How to use this chapter

  • First read: skim in order — index → models → frameworks → data → evals → infra → checkpoint. ~30 minutes.
  • At decision time: jump to the relevant page. Each page is structured: what the category does, the 2026 options table, default pick, when to deviate, a minimum integration snippet, pricing/cost note, common pitfalls.
  • At quarterly review time: re-read the checkpoint. Tools age fast.

A note on churn

This chapter ages the fastest of any in the book. Model names, prices, and tool features change quarterly. Specific names and pricing reflect May 2026. The categories — "you need a vector DB," "you need a gateway when you go multi-provider" — are durable for years. Read the structure as truth; treat the names as a snapshot.

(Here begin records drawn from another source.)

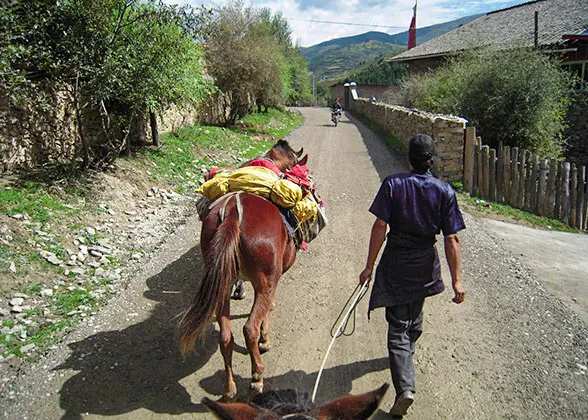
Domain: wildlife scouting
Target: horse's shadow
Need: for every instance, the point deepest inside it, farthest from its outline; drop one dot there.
(335, 381)
(140, 366)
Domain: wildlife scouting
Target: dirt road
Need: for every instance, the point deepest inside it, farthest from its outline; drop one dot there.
(512, 350)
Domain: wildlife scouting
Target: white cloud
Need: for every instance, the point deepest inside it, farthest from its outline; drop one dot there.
(395, 14)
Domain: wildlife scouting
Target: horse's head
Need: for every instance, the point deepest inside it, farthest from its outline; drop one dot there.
(289, 404)
(284, 156)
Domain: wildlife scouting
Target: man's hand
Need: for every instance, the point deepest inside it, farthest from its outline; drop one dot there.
(366, 275)
(459, 291)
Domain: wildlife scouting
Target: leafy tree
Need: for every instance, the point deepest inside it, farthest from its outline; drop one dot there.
(119, 57)
(379, 72)
(253, 61)
(519, 97)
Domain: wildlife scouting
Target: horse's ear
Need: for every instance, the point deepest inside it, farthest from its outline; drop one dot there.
(354, 407)
(232, 411)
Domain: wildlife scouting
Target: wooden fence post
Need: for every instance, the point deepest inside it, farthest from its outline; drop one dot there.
(529, 182)
(499, 173)
(486, 171)
(541, 204)
(549, 208)
(535, 183)
(514, 170)
(573, 195)
(479, 169)
(492, 196)
(557, 213)
(469, 159)
(581, 198)
(506, 175)
(583, 189)
(522, 179)
(565, 202)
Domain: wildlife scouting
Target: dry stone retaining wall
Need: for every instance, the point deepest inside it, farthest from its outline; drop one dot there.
(31, 136)
(403, 123)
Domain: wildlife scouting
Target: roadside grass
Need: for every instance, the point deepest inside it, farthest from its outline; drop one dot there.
(392, 140)
(58, 200)
(491, 209)
(191, 151)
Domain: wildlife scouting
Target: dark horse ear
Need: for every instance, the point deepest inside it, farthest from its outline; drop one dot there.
(353, 407)
(232, 411)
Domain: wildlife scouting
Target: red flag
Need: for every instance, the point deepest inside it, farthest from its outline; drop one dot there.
(412, 29)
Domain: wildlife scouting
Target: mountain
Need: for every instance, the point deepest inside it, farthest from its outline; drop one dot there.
(335, 57)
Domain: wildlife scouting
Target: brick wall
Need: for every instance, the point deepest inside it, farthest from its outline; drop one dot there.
(403, 123)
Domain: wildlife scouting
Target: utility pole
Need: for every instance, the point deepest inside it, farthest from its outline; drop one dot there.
(313, 91)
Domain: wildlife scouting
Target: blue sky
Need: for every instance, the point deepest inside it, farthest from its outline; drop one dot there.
(393, 15)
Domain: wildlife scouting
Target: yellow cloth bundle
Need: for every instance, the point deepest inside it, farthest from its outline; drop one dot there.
(256, 180)
(216, 187)
(305, 210)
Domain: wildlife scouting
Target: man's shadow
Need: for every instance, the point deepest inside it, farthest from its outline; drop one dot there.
(140, 366)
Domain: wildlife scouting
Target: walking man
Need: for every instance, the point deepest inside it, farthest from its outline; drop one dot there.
(413, 208)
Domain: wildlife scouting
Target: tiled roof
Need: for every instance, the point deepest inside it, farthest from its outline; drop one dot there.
(509, 28)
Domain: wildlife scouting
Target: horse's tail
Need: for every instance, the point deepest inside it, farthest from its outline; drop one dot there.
(221, 260)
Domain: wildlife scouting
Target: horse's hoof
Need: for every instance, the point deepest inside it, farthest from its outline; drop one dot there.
(229, 397)
(264, 347)
(257, 387)
(239, 292)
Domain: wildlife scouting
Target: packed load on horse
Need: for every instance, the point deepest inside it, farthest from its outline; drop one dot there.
(289, 188)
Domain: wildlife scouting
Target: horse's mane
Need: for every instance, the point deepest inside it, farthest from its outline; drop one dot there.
(283, 402)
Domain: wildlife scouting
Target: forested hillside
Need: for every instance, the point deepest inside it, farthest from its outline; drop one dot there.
(335, 57)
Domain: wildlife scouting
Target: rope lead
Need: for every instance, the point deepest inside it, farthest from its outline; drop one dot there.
(360, 290)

What's NOT in this chapter

  • Design patterns. "Should I use RAG or fine-tune?" lives in Chapter 13: Decisions. This chapter is "if you decided to RAG, which library?"
  • The agent loop itself. Chapter 1: Foundations covers the mental model.
  • Pricing math by token. Too volatile to put in a doc; check provider pages.

Pitfalls when reading a stack chapter

  • Tool-shopping before problem-shopping. Don't pick a vector DB before you know whether you need retrieval. The flow is: problem → pattern → tool, never the reverse.
  • Resume-driven engineering. "We use Temporal + LangGraph + Weaviate + Braintrust" sounds impressive and doubles your ops surface for no reason. The boring default usually wins.
  • Conflating "popular" with "right for you." LangChain has the most stars; that does not mean it fits your single feature. Read the "when to deviate" sections, not just the headline pick.